Com preços iniciais a partir de R$ 307, a caneta representa a entrada do país no competitivo mercado global de fármacos para emagrecimento — segmento que tem crescido exponencialmente nos últimos anos, impulsionado pelo sucesso de medicamentos como Ozempic e Wegovy, ambos importados.
Alternativa nacional
O lançamento é considerado um marco pela indústria farmacêutica brasileira, já que esta é a primeira vez que um produto desenvolvido integralmente no país chega ao mercado com promessa de competir em escala global com os grandes laboratórios internacionais.
A empresa responsável pela produção destacou que a liraglutida foi aprovada pela Agência Nacional de Vigilância Sanitária (Anvisa) e cumpre todos os requisitos de segurança e eficácia para ser comercializada no território nacional.
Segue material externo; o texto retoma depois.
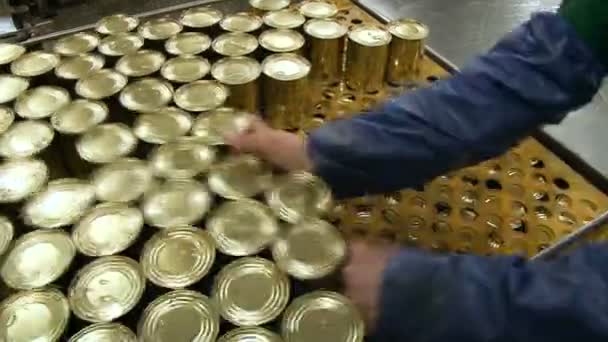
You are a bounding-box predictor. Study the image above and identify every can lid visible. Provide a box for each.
[15,86,71,119]
[137,290,220,342]
[68,256,146,323]
[138,18,183,40]
[150,137,216,178]
[160,55,211,83]
[68,323,137,342]
[72,203,144,257]
[220,12,263,32]
[348,24,392,47]
[23,178,95,228]
[76,69,127,100]
[95,14,139,35]
[0,229,76,290]
[93,158,153,202]
[165,32,211,55]
[97,33,144,56]
[173,81,230,112]
[207,199,279,256]
[304,19,348,39]
[142,179,213,228]
[11,51,59,77]
[53,32,99,56]
[140,227,215,289]
[0,159,49,203]
[76,123,137,163]
[211,32,259,57]
[51,99,108,134]
[133,107,192,144]
[120,78,173,112]
[0,120,55,158]
[0,288,70,341]
[281,291,365,342]
[212,257,290,326]
[262,53,311,81]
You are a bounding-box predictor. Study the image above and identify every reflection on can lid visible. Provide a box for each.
[51,99,108,134]
[140,227,215,289]
[76,69,127,100]
[11,51,59,77]
[93,158,153,202]
[133,107,192,144]
[23,178,95,228]
[68,256,146,323]
[281,291,365,342]
[0,159,49,203]
[220,12,262,32]
[15,86,70,119]
[98,33,144,56]
[138,18,183,40]
[0,229,76,290]
[160,55,210,83]
[137,290,220,342]
[72,203,144,256]
[207,200,279,256]
[76,123,137,163]
[142,179,212,228]
[0,289,70,341]
[212,32,259,57]
[0,120,55,158]
[173,81,230,112]
[262,53,311,81]
[212,257,290,326]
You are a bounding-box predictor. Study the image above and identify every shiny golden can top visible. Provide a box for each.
[72,203,144,257]
[137,290,220,342]
[0,289,70,341]
[212,257,290,326]
[142,179,212,228]
[281,291,365,342]
[68,256,146,323]
[0,120,55,158]
[76,123,137,163]
[140,227,215,289]
[160,55,211,83]
[0,159,49,203]
[211,32,259,57]
[133,107,192,144]
[51,99,108,134]
[93,158,154,202]
[0,229,76,290]
[15,86,71,119]
[23,178,95,228]
[150,137,216,179]
[207,200,279,256]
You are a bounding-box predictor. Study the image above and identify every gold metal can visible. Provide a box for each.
[173,81,230,112]
[0,288,70,341]
[212,257,290,326]
[211,57,262,113]
[137,290,220,342]
[140,227,215,289]
[68,256,146,323]
[346,24,391,93]
[0,229,76,290]
[262,53,312,129]
[386,19,429,85]
[72,203,144,257]
[281,291,365,342]
[142,179,213,228]
[207,199,279,256]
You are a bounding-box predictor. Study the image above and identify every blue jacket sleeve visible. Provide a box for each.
[308,13,606,197]
[371,245,608,342]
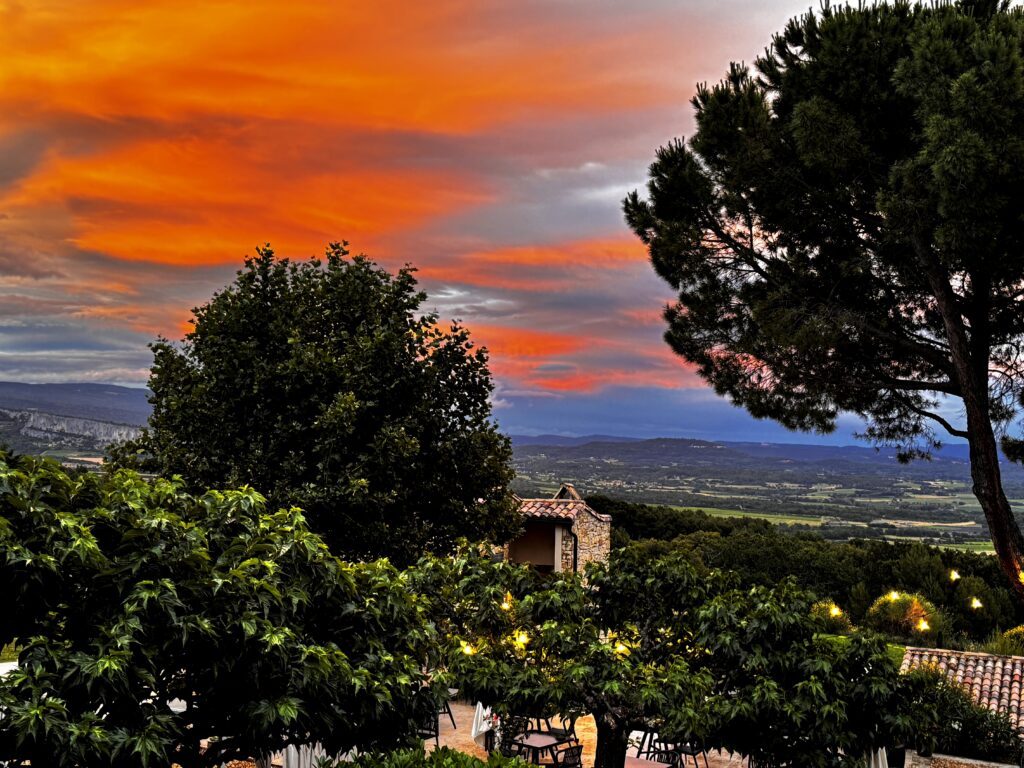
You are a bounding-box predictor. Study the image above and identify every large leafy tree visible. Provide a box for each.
[114,244,517,564]
[0,455,435,768]
[625,0,1024,595]
[416,550,913,768]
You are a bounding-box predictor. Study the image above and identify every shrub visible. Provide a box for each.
[811,600,853,635]
[909,668,1022,764]
[982,625,1024,656]
[864,591,944,643]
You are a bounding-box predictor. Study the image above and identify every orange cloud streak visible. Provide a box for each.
[420,236,647,291]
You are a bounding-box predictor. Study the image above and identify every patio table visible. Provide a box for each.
[626,755,669,768]
[513,731,562,765]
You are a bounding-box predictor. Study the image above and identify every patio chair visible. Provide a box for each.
[416,711,440,746]
[644,750,682,768]
[548,715,580,743]
[498,715,530,759]
[551,744,583,768]
[650,739,710,768]
[437,698,459,730]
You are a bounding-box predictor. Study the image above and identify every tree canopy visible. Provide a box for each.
[416,550,914,768]
[114,244,518,564]
[625,0,1024,594]
[0,454,436,768]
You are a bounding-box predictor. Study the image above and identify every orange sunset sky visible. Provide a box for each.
[0,0,864,436]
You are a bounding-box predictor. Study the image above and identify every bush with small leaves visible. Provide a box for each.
[864,591,944,644]
[907,667,1024,765]
[811,600,853,635]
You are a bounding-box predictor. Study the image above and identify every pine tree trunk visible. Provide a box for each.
[594,713,630,768]
[914,250,1024,599]
[968,408,1024,599]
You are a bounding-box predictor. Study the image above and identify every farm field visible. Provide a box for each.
[513,439,1024,551]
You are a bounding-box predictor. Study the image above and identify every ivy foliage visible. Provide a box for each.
[0,454,434,768]
[112,243,519,565]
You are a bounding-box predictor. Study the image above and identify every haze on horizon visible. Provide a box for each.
[0,0,880,444]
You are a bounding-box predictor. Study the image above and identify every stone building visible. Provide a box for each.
[505,482,611,571]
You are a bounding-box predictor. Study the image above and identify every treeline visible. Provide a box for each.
[587,496,1024,645]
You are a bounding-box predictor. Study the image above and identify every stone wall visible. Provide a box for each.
[903,750,1014,768]
[561,525,572,573]
[563,512,611,572]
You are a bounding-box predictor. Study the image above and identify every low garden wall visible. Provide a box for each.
[903,750,1017,768]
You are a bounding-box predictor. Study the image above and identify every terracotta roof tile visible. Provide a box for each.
[519,482,611,522]
[900,648,1024,728]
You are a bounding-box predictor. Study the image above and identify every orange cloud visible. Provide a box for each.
[421,234,647,291]
[472,324,588,358]
[0,0,683,132]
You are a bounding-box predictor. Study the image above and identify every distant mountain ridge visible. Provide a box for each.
[0,382,152,456]
[509,434,643,445]
[0,381,153,427]
[510,434,970,464]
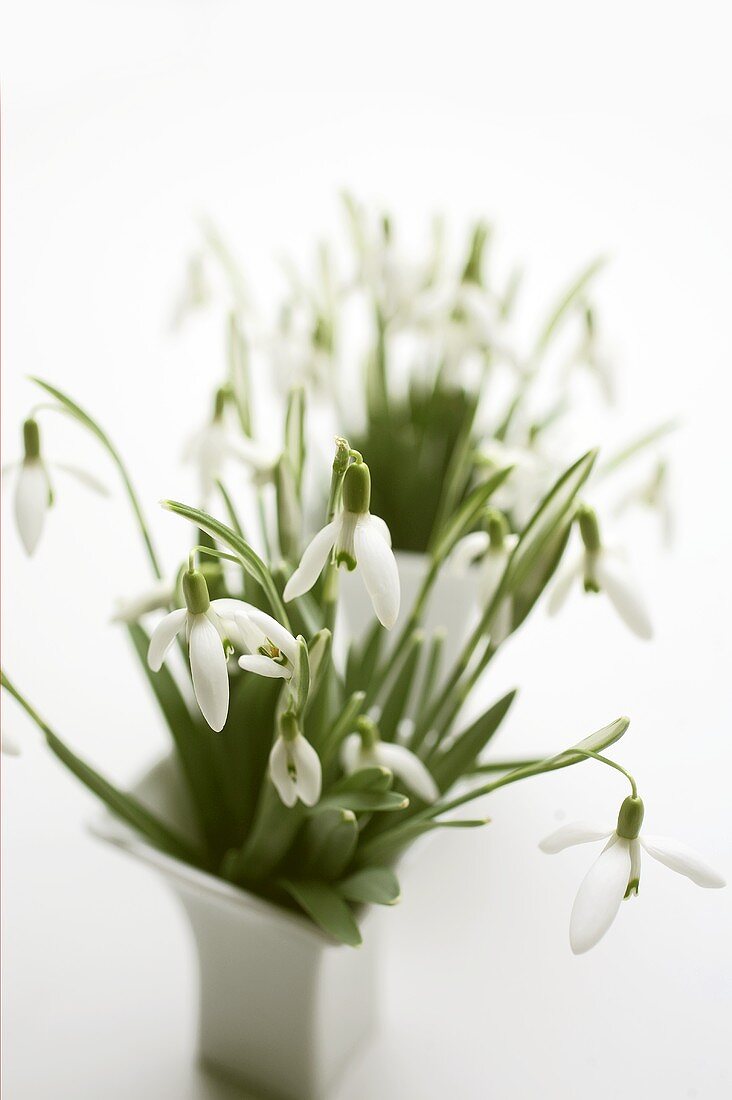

O uso é indicado para pessoas com obesidade ou sobrepeso, especialmente aquelas com doenças associadas, como diabetes tipo 2, hipertensão arterial e dislipidemia.
Como funciona a caneta
Assim como outros medicamentos da mesma classe, a caneta deve ser aplicada por via subcutânea, uma vez ao dia, sob orientação médica. A substância atua estimulando receptores no cérebro responsáveis pela sensação de saciedade, além de retardar o esvaziamento gástrico e contribuir para o controle da glicose no sangue.
Estudos clínicos indicam que pacientes que utilizam liraglutida como parte de um programa de reeducação alimentar e atividade física podem apresentar perda de peso significativa, variando entre 5% e 10% do peso corporal total em até seis meses de uso contínuo.
Acesso e precauções
Apesar do valor de R$ 307 ser inferior ao de medicamentos similares importados, especialistas alertam que o uso da caneta não é recomendado sem prescrição médica. O tratamento deve ser acompanhado por endocrinologistas ou clínicos especializados, com avaliações periódicas para ajustar a dosagem e monitorar possíveis efeitos adversos.
A farmacêutica anunciou que pretende ampliar a produção nos próximos meses, com a possibilidade de exportação para mercados da América Latina e Europa, reforçando o papel do Brasil na pesquisa e desenvolvimento de medicamentos inovadores voltados para doenças crônicas não transmissíveis.